In research, many kinds of registration methods are continuously experimented with, but according to [6], lack of genericity and robustness has prevented the inclusion of deformable methods in commercial software for clinical diagnoses while globally rigid registration is the most frequently used approach. The reason is the ability to control and study the parameters for registration. With affine methods, fewer parameters have to be set as opposed to deformable approaches, and the distance between spatial landmarks can be minimized without compromising the structural integrity of the tissue. In affine transformations, the values of the affine matrix represent the amount of stretching and skewing which can be constrained. In multimodal imaging, entropy based measures are the most common distance measure in intensity based registration [7]. Within the feature based registration approaches, a spatial correlation between features is used to find the transformation. Depending on the desired resolution the alignment is expected to achieve, different registration schemes can be planned, where successive registration methods can be applied. There is no silver bullet and some methods may become irrelevant for different types of applications. It is very common to start with a rougher and less expensive global alignment in lower resolutions, followed by affine or non-rigid deformations. For instance, in histology images, [4] uses a global rigid transformation followed by local non-rigid transformations of selected ROIs guided by intensity based information. In [8, 9] there are: a feature based rigid transformation followed by feature based local refinements. Compared to previous works, our applications require cellular alignment, and a quantifiable confidence for it.

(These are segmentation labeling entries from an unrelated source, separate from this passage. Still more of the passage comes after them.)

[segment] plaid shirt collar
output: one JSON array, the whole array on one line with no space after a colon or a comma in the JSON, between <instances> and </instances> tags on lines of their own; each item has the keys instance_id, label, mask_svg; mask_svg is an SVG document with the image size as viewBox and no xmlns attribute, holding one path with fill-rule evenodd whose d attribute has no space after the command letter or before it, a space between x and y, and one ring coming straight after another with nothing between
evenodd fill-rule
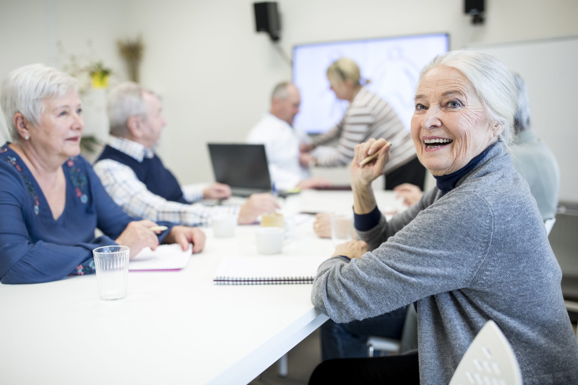
<instances>
[{"instance_id":1,"label":"plaid shirt collar","mask_svg":"<svg viewBox=\"0 0 578 385\"><path fill-rule=\"evenodd\" d=\"M108 145L134 158L139 163L142 163L145 158L150 159L154 157L154 152L152 149L126 138L111 135L109 138Z\"/></svg>"}]
</instances>

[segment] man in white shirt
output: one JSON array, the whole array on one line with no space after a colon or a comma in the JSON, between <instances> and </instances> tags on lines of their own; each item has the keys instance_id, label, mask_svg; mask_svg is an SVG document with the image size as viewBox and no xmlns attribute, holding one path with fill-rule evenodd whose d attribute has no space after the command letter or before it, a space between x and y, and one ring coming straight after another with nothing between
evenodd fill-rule
<instances>
[{"instance_id":1,"label":"man in white shirt","mask_svg":"<svg viewBox=\"0 0 578 385\"><path fill-rule=\"evenodd\" d=\"M106 192L129 215L188 226L208 225L216 215L238 216L239 224L254 222L258 215L279 208L271 194L254 194L242 206L192 204L202 198L221 199L228 186L181 189L152 148L166 125L162 104L153 92L125 82L109 94L110 139L94 171Z\"/></svg>"},{"instance_id":2,"label":"man in white shirt","mask_svg":"<svg viewBox=\"0 0 578 385\"><path fill-rule=\"evenodd\" d=\"M281 190L331 185L327 181L311 178L309 167L299 164L299 145L310 141L305 132L293 126L301 103L297 87L288 82L279 83L273 90L271 111L247 136L247 143L265 145L271 180Z\"/></svg>"}]
</instances>

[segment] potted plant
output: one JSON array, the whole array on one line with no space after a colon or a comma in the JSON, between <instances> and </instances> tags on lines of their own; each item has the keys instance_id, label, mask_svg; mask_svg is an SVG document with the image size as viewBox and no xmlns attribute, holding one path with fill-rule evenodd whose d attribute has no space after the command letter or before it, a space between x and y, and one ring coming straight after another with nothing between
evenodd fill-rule
<instances>
[{"instance_id":1,"label":"potted plant","mask_svg":"<svg viewBox=\"0 0 578 385\"><path fill-rule=\"evenodd\" d=\"M102 61L88 66L88 72L92 79L92 87L95 88L106 88L108 87L109 77L111 70L105 67Z\"/></svg>"}]
</instances>

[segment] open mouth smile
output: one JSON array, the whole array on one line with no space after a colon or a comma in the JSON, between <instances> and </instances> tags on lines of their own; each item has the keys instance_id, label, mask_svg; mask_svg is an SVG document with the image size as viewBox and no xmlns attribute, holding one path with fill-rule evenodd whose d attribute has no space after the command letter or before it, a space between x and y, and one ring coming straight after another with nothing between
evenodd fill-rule
<instances>
[{"instance_id":1,"label":"open mouth smile","mask_svg":"<svg viewBox=\"0 0 578 385\"><path fill-rule=\"evenodd\" d=\"M431 138L424 139L426 148L439 148L447 145L454 141L446 138Z\"/></svg>"}]
</instances>

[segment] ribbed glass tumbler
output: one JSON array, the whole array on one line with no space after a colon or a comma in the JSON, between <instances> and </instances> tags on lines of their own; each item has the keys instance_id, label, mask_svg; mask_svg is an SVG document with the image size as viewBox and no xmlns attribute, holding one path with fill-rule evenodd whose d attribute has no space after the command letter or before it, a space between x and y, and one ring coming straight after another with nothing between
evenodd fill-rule
<instances>
[{"instance_id":1,"label":"ribbed glass tumbler","mask_svg":"<svg viewBox=\"0 0 578 385\"><path fill-rule=\"evenodd\" d=\"M126 246L104 246L92 251L98 291L103 301L122 300L127 296L130 253L131 249Z\"/></svg>"}]
</instances>

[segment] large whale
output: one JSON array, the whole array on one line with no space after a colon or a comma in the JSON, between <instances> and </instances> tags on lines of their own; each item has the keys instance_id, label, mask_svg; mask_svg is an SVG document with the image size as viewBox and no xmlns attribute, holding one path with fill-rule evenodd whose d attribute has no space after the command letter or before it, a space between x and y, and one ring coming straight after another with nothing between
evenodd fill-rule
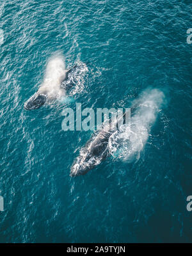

The main contributions of this paper are a piece-wise approach for image registration and visualization of registration confidence. The piece-wise approach lets us overcome the challenges of handling large WSI and tissue artifacts. We create a Registration Confidence Map (RCM) as well as a stain Combination Quantication Map (CQM) to visualize local structure and colocalization of proteins within the tissue sample. Automated and semi-automated registration methods require fast and efficient visualization of the images to immediately detect or correct mistakes. Even when handling big amounts of data, visualization is important before making any kind of prognostic assessment.
2 Materials and Methods
2.1 Image data
We received a set of WSI of thin consecutive sections of gastric tumor, where each section spans the thickness of a single cell. All sections were exposed to the same H, but each DAB represents a unique protein per tissue section. Three proteins codenamed A, B and C are presented here. Pixel size is 0.25m, and the full images are in average 90000 pixels2. Despite careful sample preparation, artifacts such as folds, rips and loss of tissue were observed in all images.
2.2 WSI preprocessing
We first separate H which reveals common tissue structures from the specific DAB in all slides. In the end, two images of the same size as the original are saved, one representing H and one representing DAB. For this purpose, we calculated a stain matrix so that a pixel in RGB space can be projected to an H and DAB space. We acquired a new palette on each tissue section. We implemented color deconvolution based on the work of [5, 10], the optical density (OD) matrix is calculated and then its inverse allows to send RGB points to H and DAB space.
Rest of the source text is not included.